Before we begin, however: Remember that cloud providers like to do things for us “as a service”. You can get into Jupyter notebooks in this manner in Azure or on the Google Cloud Platform or on Amazon Web Services or on the IBM Cloud etcetera. If you choose to go this way there are two things to check on: The cost for the value-added service and whether the results of your work will be transferable to other environments / platforms.

That said, we’ll proceed with the Do It Yourself On The Cloud approach. Here is an example of a notebook server browser interface.

Binder as sandbox Jupyter notebook server

What is the plan?

Learning to compute on the cloud includes understanding machine images: Snapshots of an entire operating system including installed software, customization, code and data. This CloudBank solution serves two purposes: It introduce machine images and it demonstrates using a cloud virtual machine (herein VM) as a traditional desktop--possibly quite a powerful one--for running a Jupyter notebook server. The interface to this working environment will be via a web browser on our Local machine. We move information back and forth securely from Local to Cloud using an ssh tunnel.

Why instructions are necessary

At a high level we are configuring a research computer. Because it is on the cloud there is some extra vocabulary involved and some extra steps, starting with securing a cloud account. There is enough complexity to merit a walk-through. Here’s the narrative:

A VM may be in one of two states: Started or Stopped. We pay for a VM by the hour: Only when it is Started. Stopped is like having the power turned off: You can resume using it later without loss of data. Terminating a VM means the VM no longer exists: Everything is gone.

Starting a VM from an image recreates the machine in its state when the image was created. When you do this you have a choice of which type of VM to use for the image. You can use a cheap low-power VM if you do not need a lot of computing power; say you just want to write and test some code. Or you can choose a powerful (more expensive) VM if you have some heavy computation to do.

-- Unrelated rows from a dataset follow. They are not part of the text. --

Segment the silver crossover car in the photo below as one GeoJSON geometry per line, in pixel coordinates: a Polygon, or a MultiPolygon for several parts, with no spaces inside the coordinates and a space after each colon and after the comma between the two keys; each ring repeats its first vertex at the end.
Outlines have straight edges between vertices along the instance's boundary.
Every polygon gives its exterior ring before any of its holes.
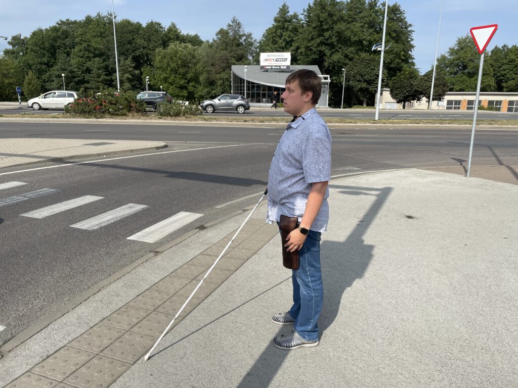
{"type": "Polygon", "coordinates": [[[216,111],[236,111],[244,113],[250,109],[250,105],[240,94],[222,94],[214,99],[202,101],[199,107],[208,113],[216,111]]]}
{"type": "Polygon", "coordinates": [[[31,98],[27,101],[27,107],[35,111],[40,109],[64,109],[65,107],[72,102],[75,98],[77,98],[77,92],[55,90],[31,98]]]}

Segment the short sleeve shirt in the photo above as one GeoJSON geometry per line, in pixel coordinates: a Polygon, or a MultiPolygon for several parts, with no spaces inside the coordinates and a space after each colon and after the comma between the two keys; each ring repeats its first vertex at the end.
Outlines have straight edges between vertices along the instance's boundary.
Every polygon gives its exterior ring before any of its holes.
{"type": "MultiPolygon", "coordinates": [[[[300,222],[311,184],[330,177],[331,134],[313,108],[288,124],[277,145],[268,173],[266,222],[278,221],[281,214],[297,217],[300,222]]],[[[328,197],[326,189],[311,230],[327,231],[328,197]]]]}

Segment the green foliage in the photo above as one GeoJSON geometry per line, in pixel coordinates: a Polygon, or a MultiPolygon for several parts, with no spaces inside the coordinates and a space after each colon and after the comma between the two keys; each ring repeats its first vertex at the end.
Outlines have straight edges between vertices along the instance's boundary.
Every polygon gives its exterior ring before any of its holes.
{"type": "MultiPolygon", "coordinates": [[[[487,57],[487,56],[486,56],[487,57]]],[[[476,92],[479,78],[480,54],[471,36],[457,39],[446,54],[437,58],[439,66],[445,73],[446,80],[452,92],[476,92]]],[[[493,68],[490,61],[485,61],[482,71],[482,92],[491,92],[493,87],[493,68]]]]}
{"type": "MultiPolygon", "coordinates": [[[[446,76],[441,69],[436,68],[435,81],[434,82],[434,101],[440,101],[450,90],[450,85],[446,80],[446,76]]],[[[430,101],[431,91],[431,80],[434,76],[434,68],[423,74],[417,81],[417,87],[420,94],[430,101]]]]}
{"type": "Polygon", "coordinates": [[[21,86],[23,73],[17,61],[0,56],[0,101],[18,101],[16,87],[21,86]]]}
{"type": "Polygon", "coordinates": [[[128,113],[141,113],[146,104],[137,102],[136,93],[127,92],[118,96],[114,90],[105,90],[100,94],[78,98],[65,107],[65,113],[76,116],[125,116],[128,113]]]}
{"type": "Polygon", "coordinates": [[[420,101],[422,94],[420,90],[419,72],[414,67],[407,66],[390,81],[390,95],[398,103],[413,100],[420,101]]]}
{"type": "Polygon", "coordinates": [[[27,99],[31,99],[39,96],[41,94],[41,90],[39,83],[36,79],[34,73],[29,70],[28,73],[25,76],[25,79],[23,81],[23,89],[22,90],[23,95],[27,99]]]}
{"type": "Polygon", "coordinates": [[[297,63],[295,44],[303,26],[299,14],[290,13],[290,8],[283,3],[274,18],[274,24],[266,29],[259,41],[254,62],[258,63],[259,53],[280,52],[291,52],[292,62],[297,63]]]}
{"type": "Polygon", "coordinates": [[[202,110],[196,104],[185,105],[180,102],[171,103],[164,102],[161,104],[156,111],[159,117],[178,117],[179,116],[199,116],[202,114],[202,110]]]}

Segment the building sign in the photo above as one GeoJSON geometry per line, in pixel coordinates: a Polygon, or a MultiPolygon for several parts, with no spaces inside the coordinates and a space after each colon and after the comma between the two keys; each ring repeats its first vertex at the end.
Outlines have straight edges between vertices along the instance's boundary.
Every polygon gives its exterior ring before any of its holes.
{"type": "Polygon", "coordinates": [[[291,53],[261,53],[260,64],[263,71],[290,70],[291,53]]]}

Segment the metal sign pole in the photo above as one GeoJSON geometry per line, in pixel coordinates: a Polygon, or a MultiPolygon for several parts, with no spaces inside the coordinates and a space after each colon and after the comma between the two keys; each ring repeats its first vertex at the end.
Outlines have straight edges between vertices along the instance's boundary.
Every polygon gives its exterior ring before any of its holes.
{"type": "Polygon", "coordinates": [[[477,112],[479,110],[479,97],[480,95],[480,84],[482,80],[482,68],[484,66],[484,51],[480,56],[480,65],[479,66],[479,82],[477,85],[477,97],[475,97],[475,106],[473,107],[473,128],[471,129],[471,142],[469,145],[469,157],[468,159],[468,173],[466,176],[469,177],[469,172],[471,168],[471,156],[473,155],[473,142],[475,140],[475,128],[477,127],[477,112]]]}

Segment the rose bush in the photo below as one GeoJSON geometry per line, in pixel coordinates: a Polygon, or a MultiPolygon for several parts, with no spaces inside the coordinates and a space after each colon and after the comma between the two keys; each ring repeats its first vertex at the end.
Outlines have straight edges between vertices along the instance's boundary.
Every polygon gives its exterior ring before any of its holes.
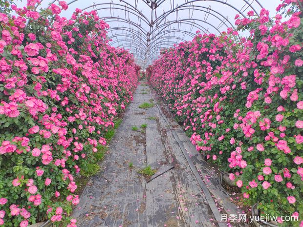
{"type": "Polygon", "coordinates": [[[229,172],[248,204],[285,227],[303,227],[303,4],[285,0],[272,19],[265,9],[237,15],[248,37],[198,34],[150,67],[196,149],[229,172]]]}
{"type": "MultiPolygon", "coordinates": [[[[75,175],[106,144],[139,67],[95,11],[0,2],[0,226],[68,221],[75,175]]],[[[76,227],[76,220],[67,222],[76,227]]]]}

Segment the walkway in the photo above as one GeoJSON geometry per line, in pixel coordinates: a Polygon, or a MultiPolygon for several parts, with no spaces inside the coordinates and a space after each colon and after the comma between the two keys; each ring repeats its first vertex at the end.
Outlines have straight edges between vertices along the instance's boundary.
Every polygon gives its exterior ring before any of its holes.
{"type": "Polygon", "coordinates": [[[240,212],[155,96],[144,83],[138,86],[101,171],[74,211],[78,227],[225,227],[221,214],[240,212]],[[139,108],[143,103],[154,106],[139,108]],[[138,173],[147,165],[158,169],[156,175],[169,170],[149,182],[138,173]]]}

Notice that you may start many VMs from a single image. Your collaborators may use an image to start their own VMs as well. This means that customized work environments are easy to replicate and share.

Key concepts

Walk-through

Again these use AWS as the “example cloud” but these notes will apply broadly to any cloud. The short version describes what to do with scant attention to specifics. The extended version is more comprehensive.

Short version
Extended version
From my own computer log on to the AWS EC2 instance
On the EC2 instance (VM) mount any added storage drives
Install the Jupyter Lab notebook serve
Configure the machine for research
Create an image (AMI) of this Virtual Machine
Share the AMI with other AWS accounts
Terminate the VM
Notes

left off here

what follows is a copy paste of the original student hands-on for restoring and using a VM. As such it can be reduced down to a much smaller section here.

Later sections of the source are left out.